Preclinical & Laboratory Research

  • Animal studies confirm role in neurological protection and anxiety reduction.
  • Preclinical research on magnesium's role in mitochondrial function and aging.

Dosage Studied

200-400 mg elemental magnesium daily in most clinical trials. Glycinate, malate, and citrate forms generally preferred for systemic use. Oxide form is cheapest but poorly absorbed.

Safety Notes

  • Generally well tolerated. Most common side effect is loose stools, especially with oxide and citrate forms.
  • Magnesium toxicity from food sources is extremely rare; risk exists with very high supplemental doses in kidney disease.
  • Those with kidney disease should consult physician before supplementing.
  • Glycinate and malate forms tend to be gentler on the GI tract.
  • Citrate form is widely bioavailable and works well for constipation and sleep.
  • Threonate (Magtein) is specifically studied for brain penetration and cognitive effects.

Drug Interactions

  • Antibiotics (tetracyclines, quinolones): magnesium reduces absorption - space by 2-3 hours
  • Bisphosphonates (osteoporosis drugs): reduce absorption if taken simultaneously
  • Diuretics: loop diuretics increase magnesium excretion; thiazides may reduce excretion
  • Proton pump inhibitors: chronic use can deplete magnesium

Research Gaps

  • Head-to-head comparisons of different forms for specific indications needed.
  • Optimal dosing for each indication not clearly established.
  • Long-term cardiovascular outcome data from supplementation trials limited.
  • Brain-penetrating threonate form needs more human trial data.

Clinical Relevance

Magnesium is one of the most clinically applicable supplements given how common suboptimal intake is and how many conditions benefit from correction.
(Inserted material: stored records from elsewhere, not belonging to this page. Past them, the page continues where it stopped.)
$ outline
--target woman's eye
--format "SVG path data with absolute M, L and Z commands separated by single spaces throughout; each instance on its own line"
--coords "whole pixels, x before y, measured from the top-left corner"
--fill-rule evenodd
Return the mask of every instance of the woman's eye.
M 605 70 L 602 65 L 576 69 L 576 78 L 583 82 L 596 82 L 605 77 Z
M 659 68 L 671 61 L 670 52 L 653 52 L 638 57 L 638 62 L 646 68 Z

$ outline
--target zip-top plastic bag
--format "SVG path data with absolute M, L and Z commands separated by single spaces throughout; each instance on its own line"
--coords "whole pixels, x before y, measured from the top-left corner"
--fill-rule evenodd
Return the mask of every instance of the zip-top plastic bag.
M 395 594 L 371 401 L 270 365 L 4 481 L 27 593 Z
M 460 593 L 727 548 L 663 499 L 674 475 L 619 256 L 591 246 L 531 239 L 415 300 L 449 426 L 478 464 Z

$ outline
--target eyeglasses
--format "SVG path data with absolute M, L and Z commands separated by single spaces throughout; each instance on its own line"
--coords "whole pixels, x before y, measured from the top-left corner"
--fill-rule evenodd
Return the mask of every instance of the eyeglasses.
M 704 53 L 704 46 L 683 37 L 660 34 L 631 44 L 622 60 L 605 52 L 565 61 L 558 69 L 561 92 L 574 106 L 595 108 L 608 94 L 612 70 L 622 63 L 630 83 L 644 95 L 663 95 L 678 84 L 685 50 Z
Form selection matters: glycinate for sleep and anxiety, citrate for constipation, malate for muscle pain, threonate for cognitive support. Testing serum magnesium has limited utility (RBC magnesium is more informative for intracellular status).

Citations

  1. Schwalfenberg GK et al. The Importance of Magnesium in Clinical Healthcare. Scientifica. 2017.
  2. Zhang X et al. Effects of Magnesium Supplementation on Blood Pressure: A Meta-Analysis. Hypertension. 2016.
  3. Boyle NB et al. The Effects of Magnesium Supplementation on Subjective Anxiety and Stress. Nutrients. 2017.

Disclaimer: Educational information only. Not medical advice. Consult a qualified healthcare professional before use.